Чуркин стал поливать, а Костя набирал воду в пригоршни, брызгал в лицо, в глаза, тер ладонями шею, голову, короткие, ставшие жесткими, в крупинках песка волосы. Прохладные щекотные струйки бежали за воротник, по голой груди под гимнастеркой. Чувствовать это было приятно, во всех его ощущениях было столько полузабытого и теперь с отрадою вспоминаемого… Обыденное действо, тысячи раз механически повторенное им в своей жизни, было сейчас для него не просто умыванием, а чем-то гораздо большим – это было вроде возвращения откуда-то издалека к нормальному порядку вещей, поступков, к самому себе, обычному, прежнему.
Вниз по улице, подскакивая, раскатывая в обе стороны клубы пыли, проехал «виллис» с кучей солдат и противотанковой пушкой на резиновых колесах. Трое бойцов, не поместившихся на «виллисе», бежали за пушкой, держась за ее длинный тонкий ствол.
– Где наш санбат? – спросил Костя у Чуркина, вытершись несвежим сальным полотенцем – лучшего у Чуркина не нашлось.
– Туда вон все идут, – показал он в глубь наполненной пылью улицы, откуда ехал «виллис».
– Ну, прощай, – сказал Костя, трогаясь с места и сразу же закусывая губу от боли в ступне.
Чуркин, с черпаком в руке, смотрел им вслед. Было так понятно, что заключал в себе его взгляд. Для них все уже было кончено, а он оставался, и все дальнейшее для него представляло еще неизвестность…
Разные санбаты помнил Костя. Зимой сорок второго, когда его армия по глубоким снегам и бездорожью обходила с запада сталинградскую группировку немцев, его перевязывали в промороженной, поросшей изнутри инеем теплушке на путях какой-то занесенной сугробами, разбомбленной станции. На Курской дуге, в августе, когда брали Харьков, санбат полка размещался в палатках в чистеньком сосновом лесочке, где под громыханье недалекого фронта перепархивали черно-красные дятлы и долбили кору, рассыпая короткую дробь, – совсем как автоматчики; раненые бойцы, только что вышедшие из боя, из такого вот автоматного тырканья, задремавшие в ожидании отправки, вздрагивали от этих неожиданных, громких очередей и шарили возле себя руками, привычно ища оружие. В начале года, сырой ветреной весной, в самую распутицу и грязь, когда бойцов похлеще пуль косила простуда, ему случилось попасть и в такой медпункт первой помощи – в каменоломне, под толщей земли и камня, затиснувшийся в узкие, слабоосвещенные штольни. У немцев тогда активно действовала авиация, летала невзирая на погоду, бомбила в прифронтовой полосе все подряд – пыталась помешать освобождению правобережной Украины. Когда наверху рвались бомбы, в штольнях гудело эхо, стены и своды, казалось, сдвигались со своих мест; раненых и больных охватывало беспокойство, становилось жутко и нестерпимо хотелось наверх – хоть под бомбы, но наверх, на свет и воздух…
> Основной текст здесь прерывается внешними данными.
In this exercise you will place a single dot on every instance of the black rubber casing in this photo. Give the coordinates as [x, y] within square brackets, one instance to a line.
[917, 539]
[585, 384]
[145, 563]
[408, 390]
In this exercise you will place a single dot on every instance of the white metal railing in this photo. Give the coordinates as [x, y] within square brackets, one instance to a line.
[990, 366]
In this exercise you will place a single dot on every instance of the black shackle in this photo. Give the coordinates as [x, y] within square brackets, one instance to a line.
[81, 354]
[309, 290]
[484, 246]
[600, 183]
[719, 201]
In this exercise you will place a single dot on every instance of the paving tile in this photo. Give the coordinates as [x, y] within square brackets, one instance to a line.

В этой деревне санбат размещался в крестьянской хате, чуть побольше и добротней, чем другие дома по соседству. На воротах краснел крест на прикнопленной картонке, а пониже мелом было написано какое-то слово по-немецки: при немцах тут тоже располагалась фронтовая медчасть.
Во дворе стояло несколько зеленых палаток на веревочных растяжках, за ними виднелся сарай с распахнутой дверью – в нее были видны углы дощатых ящиков, поставленных друг на друга, чьи-то ноги в грязных сапогах на одеяле, разостланном поверх сена.
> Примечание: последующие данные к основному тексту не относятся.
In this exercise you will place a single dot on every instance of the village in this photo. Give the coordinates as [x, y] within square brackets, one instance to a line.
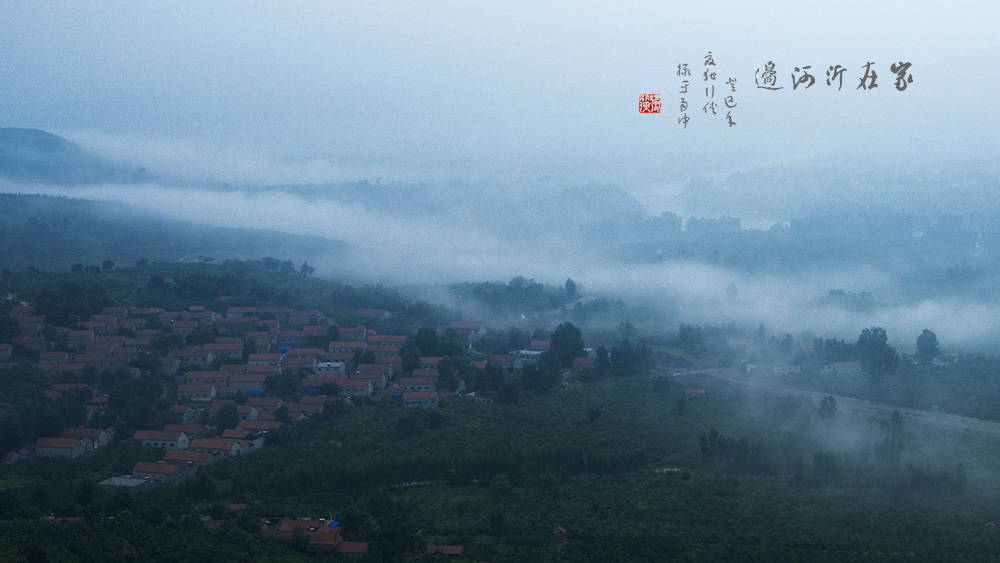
[228, 377]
В воротах курил санитар. Молча, ни о чем не спрашивая, повел он Костю и Шакенова в хату. В дверях они столкнулись с другим санитаром, который скользнул взглядом по Шакенову и Косте и сейчас же увел Шакенова в одну дверь, а перед Костей, тут же вернувшись, открыл другую.
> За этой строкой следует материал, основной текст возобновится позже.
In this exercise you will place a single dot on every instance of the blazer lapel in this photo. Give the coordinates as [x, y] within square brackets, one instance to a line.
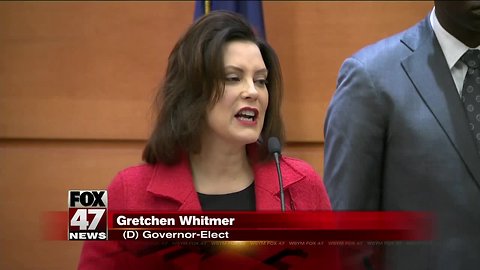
[428, 70]
[267, 188]
[175, 183]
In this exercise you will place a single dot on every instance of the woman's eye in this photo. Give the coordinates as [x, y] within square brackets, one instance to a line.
[232, 79]
[261, 82]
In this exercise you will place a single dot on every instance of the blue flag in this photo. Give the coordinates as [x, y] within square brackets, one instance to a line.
[252, 11]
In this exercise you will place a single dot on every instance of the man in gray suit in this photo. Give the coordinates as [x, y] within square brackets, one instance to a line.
[399, 135]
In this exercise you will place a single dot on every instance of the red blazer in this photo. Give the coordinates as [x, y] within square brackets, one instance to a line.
[170, 188]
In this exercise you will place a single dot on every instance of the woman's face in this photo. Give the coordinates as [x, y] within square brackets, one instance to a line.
[237, 118]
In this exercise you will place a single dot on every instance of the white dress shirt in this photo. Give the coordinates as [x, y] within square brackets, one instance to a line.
[452, 49]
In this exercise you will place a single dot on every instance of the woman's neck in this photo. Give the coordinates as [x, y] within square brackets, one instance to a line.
[219, 169]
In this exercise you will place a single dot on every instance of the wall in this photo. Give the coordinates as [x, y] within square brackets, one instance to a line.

В горнице, чисто выбеленной мелом, с полом, застланным желтой клеенкой, на длинной лавке вдоль стены сидело несколько обнаженных до пояса, в бинтах, солдат. Молоденький черноглазый военврач в халате и белой шапочке что-то писал за столом у окна, а тоненькая девушка, ровесница Косте, тоже в халате, в сапожках на щегольских высоких каблуках и щегольски сверкавших, у другого стола с банками, склянками, никелированными инструментами в ванночках набирала в большой шприц из ампулы мутноватую жидкость.